Avoid long speculation about model personality. Focus on observable system behavior.

Your review process is probably healthy when:

  • every serious incident gets a failure class;
  • trigger and failed control are separated;
  • missing evidence becomes a logging or tracing task;
  • representative examples enter eval or reviewer workflows;
  • alert thresholds or review sampling improve;
  • and release gates change when rollout discipline failed.

This page should help a reader decide whether the eval, trace, scorecard, or monitoring signal is strong enough to support a release decision. For How to review AI agent production incidents, the page is not finished if it only explains vocabulary. It should change what the team approves, measures, routes, buys, logs, or refuses to automate.

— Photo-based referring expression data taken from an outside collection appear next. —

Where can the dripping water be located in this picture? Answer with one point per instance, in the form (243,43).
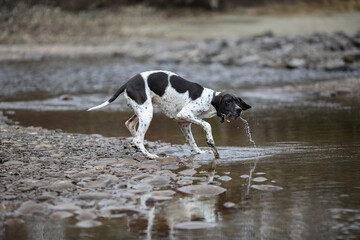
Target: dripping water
(248,132)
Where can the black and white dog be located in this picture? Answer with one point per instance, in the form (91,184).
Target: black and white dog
(181,100)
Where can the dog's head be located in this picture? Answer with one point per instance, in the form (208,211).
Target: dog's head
(229,106)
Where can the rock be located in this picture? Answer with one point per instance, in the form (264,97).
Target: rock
(88,224)
(44,147)
(259,179)
(30,207)
(68,207)
(94,196)
(188,172)
(158,181)
(225,178)
(194,225)
(85,215)
(267,187)
(296,63)
(202,190)
(229,205)
(66,97)
(185,182)
(62,184)
(60,215)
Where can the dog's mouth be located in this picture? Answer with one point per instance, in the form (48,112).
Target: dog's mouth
(232,116)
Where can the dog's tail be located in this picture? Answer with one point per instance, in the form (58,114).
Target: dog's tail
(118,92)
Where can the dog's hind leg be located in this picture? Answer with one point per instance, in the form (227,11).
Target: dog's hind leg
(131,124)
(186,130)
(144,113)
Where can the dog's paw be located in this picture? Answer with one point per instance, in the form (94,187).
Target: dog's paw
(152,156)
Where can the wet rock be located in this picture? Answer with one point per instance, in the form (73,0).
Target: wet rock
(94,196)
(267,187)
(229,205)
(30,207)
(225,178)
(188,172)
(202,190)
(44,147)
(14,221)
(60,215)
(62,184)
(66,97)
(88,224)
(158,181)
(194,225)
(296,63)
(259,179)
(68,207)
(85,215)
(184,182)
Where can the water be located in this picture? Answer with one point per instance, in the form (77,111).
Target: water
(306,148)
(248,132)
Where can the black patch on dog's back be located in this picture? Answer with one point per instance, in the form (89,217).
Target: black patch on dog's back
(181,86)
(136,89)
(158,82)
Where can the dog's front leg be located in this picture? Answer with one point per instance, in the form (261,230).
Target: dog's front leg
(189,117)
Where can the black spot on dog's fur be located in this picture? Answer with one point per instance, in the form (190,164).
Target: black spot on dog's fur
(181,86)
(136,89)
(158,82)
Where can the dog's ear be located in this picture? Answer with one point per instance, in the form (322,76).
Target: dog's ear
(244,106)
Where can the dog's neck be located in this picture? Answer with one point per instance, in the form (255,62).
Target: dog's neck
(216,100)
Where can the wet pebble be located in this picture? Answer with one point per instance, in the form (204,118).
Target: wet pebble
(229,205)
(267,187)
(184,182)
(94,196)
(188,172)
(259,179)
(85,215)
(158,181)
(60,215)
(202,190)
(30,207)
(225,178)
(88,224)
(194,225)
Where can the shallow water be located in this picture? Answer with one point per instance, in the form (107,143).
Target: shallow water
(308,151)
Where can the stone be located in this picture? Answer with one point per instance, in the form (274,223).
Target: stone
(60,215)
(88,224)
(225,178)
(194,225)
(30,207)
(259,179)
(94,196)
(202,190)
(267,187)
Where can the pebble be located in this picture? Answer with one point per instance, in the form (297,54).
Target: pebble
(225,178)
(267,187)
(60,215)
(88,224)
(94,196)
(194,225)
(259,179)
(30,207)
(188,172)
(229,205)
(202,190)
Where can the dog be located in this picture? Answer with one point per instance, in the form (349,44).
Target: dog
(181,100)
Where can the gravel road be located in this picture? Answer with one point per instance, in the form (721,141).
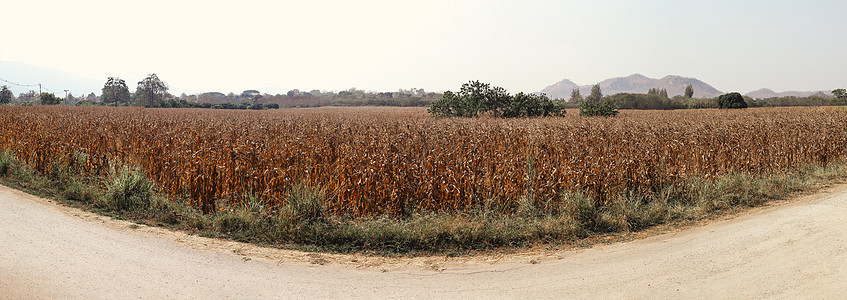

Before applying the guidance, bring production traces, labeled failure examples, reviewer notes, and the exact workflow step being evaluated. Those inputs keep the decision anchored in real operating conditions instead of a generic best-practice list.

CheckWhat the reader should be able to answer
Signal qualityCan the team explain what behavior the signal proves, and what it does not prove?
Release useDoes the page help decide whether to ship, hold, roll back, or collect more evidence?
Failure learningDoes each miss become a reusable eval case instead of a one-off complaint?
OwnerIs there a named person or team responsible for maintaining the scorecard or review loop?

Use the page as a working review artifact: compare the current workflow against the table, mark the missing evidence, and assign an owner for the next change. If the page exposes a gap but no one owns that gap, the correct next step is not broader rollout; it is a smaller pilot, a clearer gate, or a better measurement loop.

For EvalOps pages, the useful outcome is a sharper release conversation. A reader should leave knowing which evidence belongs in the gate, which evidence belongs in incident review, and which metric is too vague to trust.